Shelling On Marco Island: The Fighting Conch
If you've done any shelling on Marco Island, you've almost certainly seen the fighting conch (strombus pugilus). If you've been on the beach after a storm, chances are you've seen them scattered about in droves. Despite it's pugilistic handle, the fighting conch is an herbivore, feeding primarily on algae and males are only mildly territorial. These medium sea snails generally live close to the beach in relatively shallow water. Living snails can often be found washed ashore, so check and see if someone is home before you toss him in your shell bag.
The fighting conch has one of those shells that's both beautiful and commonplace on the beaches around Naples, Marco Island and the Ten Thousand Islands.
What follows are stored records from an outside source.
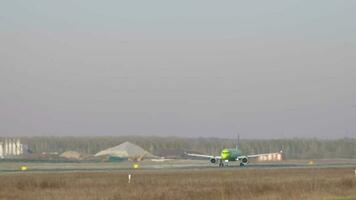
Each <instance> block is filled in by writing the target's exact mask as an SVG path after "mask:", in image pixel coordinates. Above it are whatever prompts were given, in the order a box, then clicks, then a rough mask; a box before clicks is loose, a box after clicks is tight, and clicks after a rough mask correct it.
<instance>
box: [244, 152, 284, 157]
mask: <svg viewBox="0 0 356 200" xmlns="http://www.w3.org/2000/svg"><path fill="white" fill-rule="evenodd" d="M282 153H283V152H282V151H280V152H274V153H263V154H255V155H247V156H240V157H239V158H243V157H248V158H256V157H260V156H268V155H270V154H282Z"/></svg>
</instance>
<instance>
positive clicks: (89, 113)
mask: <svg viewBox="0 0 356 200" xmlns="http://www.w3.org/2000/svg"><path fill="white" fill-rule="evenodd" d="M355 10H356V1H352V0H313V1H310V0H295V1H292V0H291V1H289V0H270V1H262V0H261V1H242V0H234V1H209V0H202V1H197V0H176V1H169V0H162V1H116V0H115V1H89V0H72V1H65V0H63V1H48V0H41V1H36V0H33V1H28V0H23V1H18V0H11V1H3V2H2V3H1V6H0V136H14V135H16V136H20V135H21V136H22V135H26V136H30V135H73V136H86V135H91V136H92V135H130V134H139V135H161V136H170V135H176V136H192V137H194V136H209V137H210V136H214V137H234V135H235V134H236V132H237V131H238V132H240V134H241V136H242V137H243V138H270V137H273V138H287V137H322V138H335V137H345V136H347V137H356V20H355V19H356V12H355Z"/></svg>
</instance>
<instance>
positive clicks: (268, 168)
mask: <svg viewBox="0 0 356 200" xmlns="http://www.w3.org/2000/svg"><path fill="white" fill-rule="evenodd" d="M138 164H139V168H138V169H134V168H133V163H132V162H128V161H125V162H116V163H108V162H97V163H78V162H73V163H46V162H43V163H39V162H36V163H31V162H1V161H0V174H6V173H66V172H68V173H74V172H126V171H132V170H144V171H155V170H173V171H177V170H202V169H204V170H217V169H218V170H240V169H241V170H242V169H282V168H356V160H345V159H342V160H338V159H335V160H313V161H308V160H294V161H281V162H269V163H249V164H248V165H247V166H243V167H240V166H239V163H238V162H229V163H228V166H225V167H223V168H219V167H218V165H216V164H215V165H214V164H211V163H209V161H208V160H167V161H162V162H153V161H150V160H147V161H143V162H140V163H138ZM23 166H26V167H27V168H28V169H27V170H24V171H23V170H21V167H23Z"/></svg>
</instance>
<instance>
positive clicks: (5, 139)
mask: <svg viewBox="0 0 356 200" xmlns="http://www.w3.org/2000/svg"><path fill="white" fill-rule="evenodd" d="M25 149H26V148H25V145H23V144H22V143H21V141H20V139H12V138H6V139H4V140H3V141H0V158H8V157H16V156H20V155H23V154H24V150H25Z"/></svg>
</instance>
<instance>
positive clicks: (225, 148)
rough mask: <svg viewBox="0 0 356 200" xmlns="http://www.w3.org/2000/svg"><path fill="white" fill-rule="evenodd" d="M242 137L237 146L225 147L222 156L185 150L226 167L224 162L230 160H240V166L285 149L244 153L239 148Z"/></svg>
mask: <svg viewBox="0 0 356 200" xmlns="http://www.w3.org/2000/svg"><path fill="white" fill-rule="evenodd" d="M239 143H240V137H239V136H238V139H237V145H236V148H224V149H223V150H222V151H221V153H220V156H214V155H203V154H195V153H187V152H184V154H185V155H188V156H192V157H199V158H207V159H210V162H211V163H213V164H216V163H219V167H224V166H225V164H224V163H228V162H230V161H239V162H240V166H241V167H243V166H245V165H247V164H248V160H249V159H250V158H256V157H260V156H268V155H271V154H283V151H282V150H281V151H279V152H276V153H264V154H255V155H243V154H242V152H241V150H240V149H239ZM281 156H282V155H281Z"/></svg>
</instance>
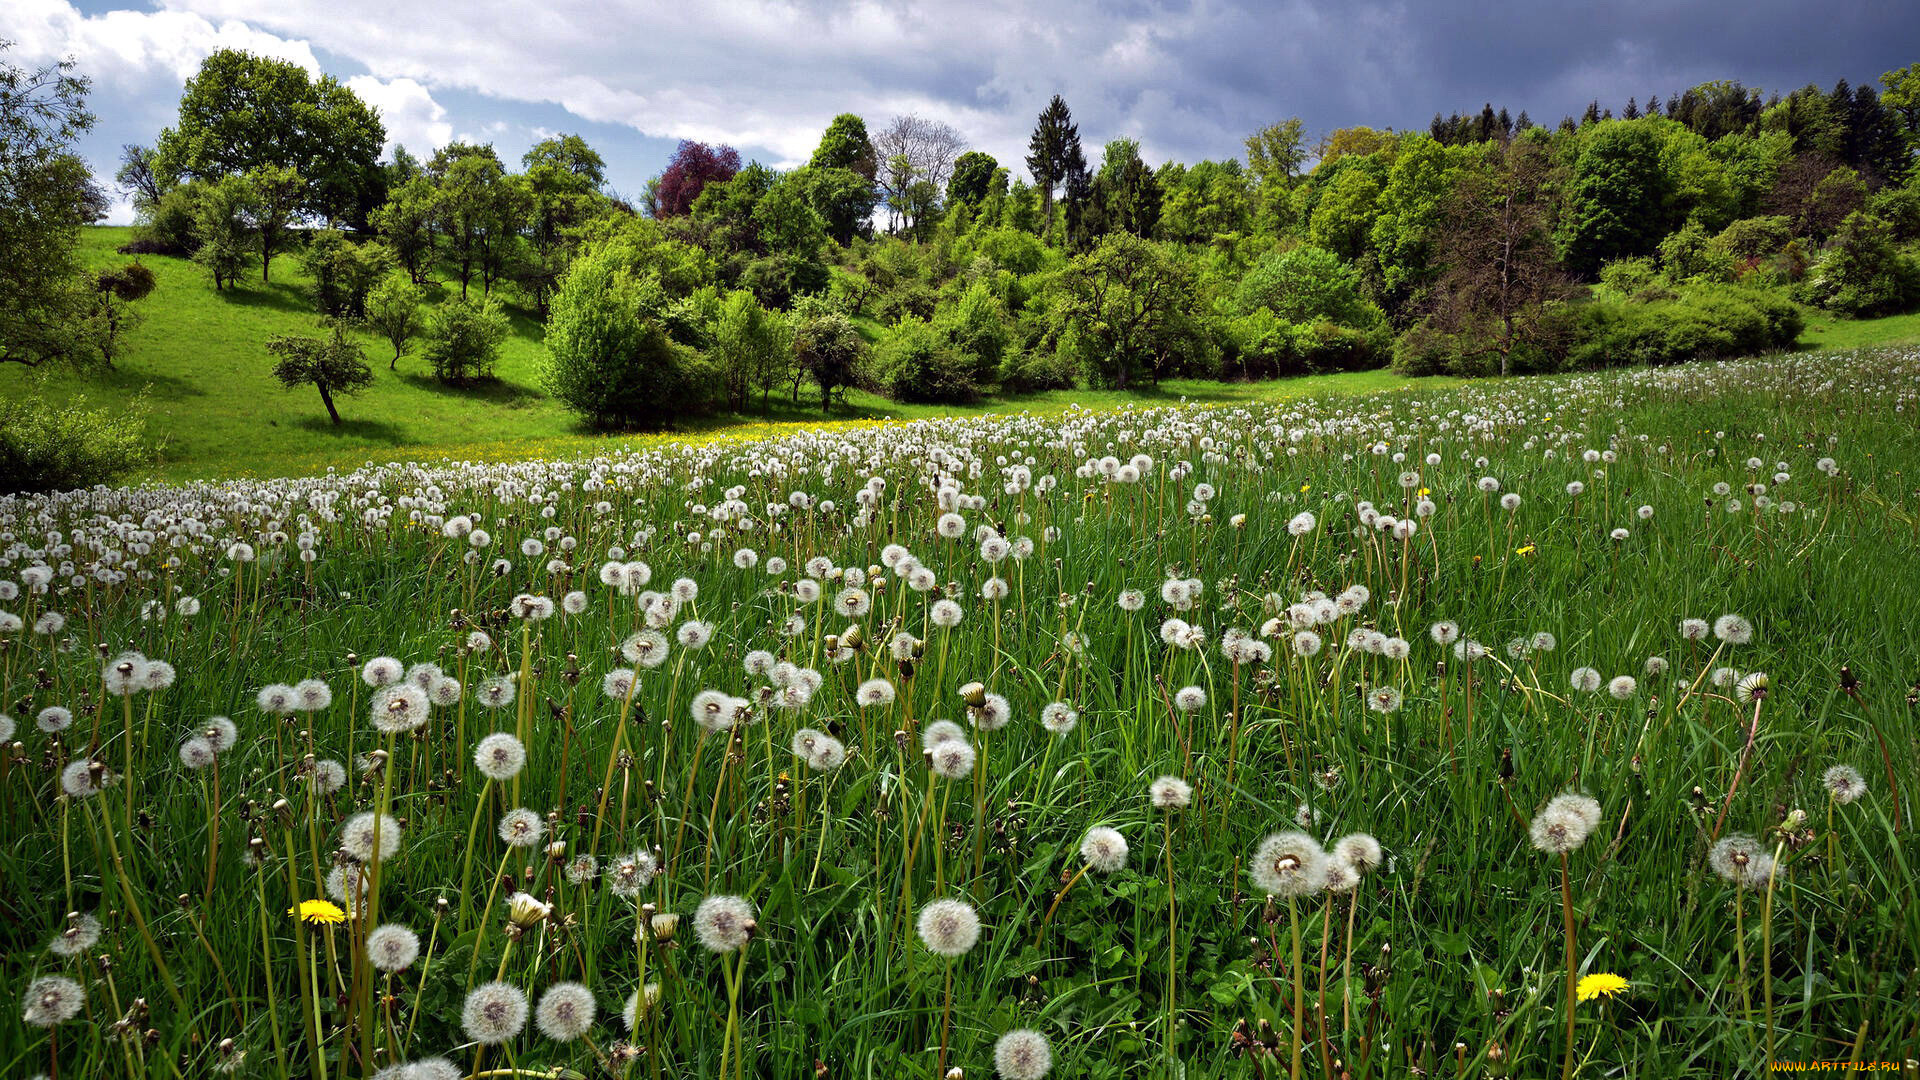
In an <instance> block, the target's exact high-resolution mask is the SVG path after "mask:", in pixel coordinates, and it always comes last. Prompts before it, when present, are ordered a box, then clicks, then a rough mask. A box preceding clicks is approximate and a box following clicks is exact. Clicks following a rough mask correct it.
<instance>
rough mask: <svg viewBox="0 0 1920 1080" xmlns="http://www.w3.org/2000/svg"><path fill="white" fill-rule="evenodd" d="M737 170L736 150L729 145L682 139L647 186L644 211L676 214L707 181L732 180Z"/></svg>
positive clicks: (684, 208)
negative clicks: (693, 141)
mask: <svg viewBox="0 0 1920 1080" xmlns="http://www.w3.org/2000/svg"><path fill="white" fill-rule="evenodd" d="M737 173H739V150H733V148H732V146H726V144H722V146H707V144H705V142H693V140H682V142H680V148H678V150H674V158H672V160H670V161H668V163H666V171H662V173H660V175H659V177H655V181H653V183H651V184H649V188H647V204H649V206H647V213H649V215H653V217H680V215H684V213H687V211H689V209H693V200H697V198H701V192H703V190H707V184H720V183H726V181H732V179H733V177H735V175H737Z"/></svg>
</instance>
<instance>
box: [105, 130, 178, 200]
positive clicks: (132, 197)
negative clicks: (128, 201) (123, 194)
mask: <svg viewBox="0 0 1920 1080" xmlns="http://www.w3.org/2000/svg"><path fill="white" fill-rule="evenodd" d="M154 158H156V154H154V152H152V150H148V148H146V146H136V144H132V142H129V144H125V146H121V167H119V169H117V171H115V173H113V186H117V188H119V190H121V194H125V196H127V198H129V200H132V208H134V209H142V211H144V209H148V208H152V206H154V204H157V202H159V196H163V194H167V184H163V183H161V179H159V173H156V167H154Z"/></svg>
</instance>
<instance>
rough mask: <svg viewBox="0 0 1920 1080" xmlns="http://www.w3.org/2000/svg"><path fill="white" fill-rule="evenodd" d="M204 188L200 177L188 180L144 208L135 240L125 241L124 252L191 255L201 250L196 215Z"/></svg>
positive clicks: (135, 254) (176, 186)
mask: <svg viewBox="0 0 1920 1080" xmlns="http://www.w3.org/2000/svg"><path fill="white" fill-rule="evenodd" d="M202 188H204V184H202V183H200V181H188V183H184V184H179V186H175V188H171V190H169V192H167V194H163V196H159V202H154V204H152V206H148V208H146V209H142V211H140V221H138V227H136V229H134V233H132V242H129V244H125V246H123V248H121V254H127V256H182V258H190V256H192V254H194V252H198V250H200V231H198V223H196V217H198V213H200V206H198V200H200V194H202Z"/></svg>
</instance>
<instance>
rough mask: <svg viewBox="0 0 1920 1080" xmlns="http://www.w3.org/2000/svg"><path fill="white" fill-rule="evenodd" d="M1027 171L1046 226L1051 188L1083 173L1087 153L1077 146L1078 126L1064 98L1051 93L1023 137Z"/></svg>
mask: <svg viewBox="0 0 1920 1080" xmlns="http://www.w3.org/2000/svg"><path fill="white" fill-rule="evenodd" d="M1027 173H1029V175H1033V186H1035V188H1039V192H1041V219H1043V223H1044V225H1046V227H1050V225H1052V223H1054V188H1060V186H1062V184H1066V186H1069V188H1071V186H1073V184H1075V183H1083V181H1085V177H1087V154H1085V152H1083V150H1081V142H1079V127H1077V125H1075V123H1073V111H1071V110H1068V104H1066V100H1064V98H1062V96H1060V94H1054V98H1052V100H1050V102H1046V108H1044V110H1041V119H1039V121H1035V125H1033V136H1031V138H1029V140H1027Z"/></svg>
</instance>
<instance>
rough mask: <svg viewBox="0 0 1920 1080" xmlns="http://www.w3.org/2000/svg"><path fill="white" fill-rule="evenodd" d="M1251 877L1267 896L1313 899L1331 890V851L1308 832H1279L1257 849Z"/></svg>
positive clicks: (1253, 859)
mask: <svg viewBox="0 0 1920 1080" xmlns="http://www.w3.org/2000/svg"><path fill="white" fill-rule="evenodd" d="M1248 876H1250V878H1252V882H1254V888H1258V890H1260V892H1263V894H1265V896H1279V897H1294V896H1311V894H1315V892H1321V890H1323V888H1327V851H1323V849H1321V846H1319V844H1317V842H1315V840H1313V838H1311V836H1308V834H1306V832H1275V834H1269V836H1267V838H1265V840H1261V842H1260V846H1258V847H1256V849H1254V859H1252V863H1250V865H1248Z"/></svg>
While this shell, with its picturesque whorls, spines and spire (the pointed tip of the shell) would be considered a real prize on many beaches, we rarely set foot on Cape Romano, Second Chance, or any of our favorite spots without finding several.
Above you can see different sizes and colors of the fighting conch shell. The colors typically vary from yellow or cream to orange and brown, often with some pink or purple. As always, older shells are often sun bleached, while a dark red-orange or purple can be an indictor that there is still a living snail inside. Look for the sickle shaped operculum or "foot" in the oblong aperture of a living conch.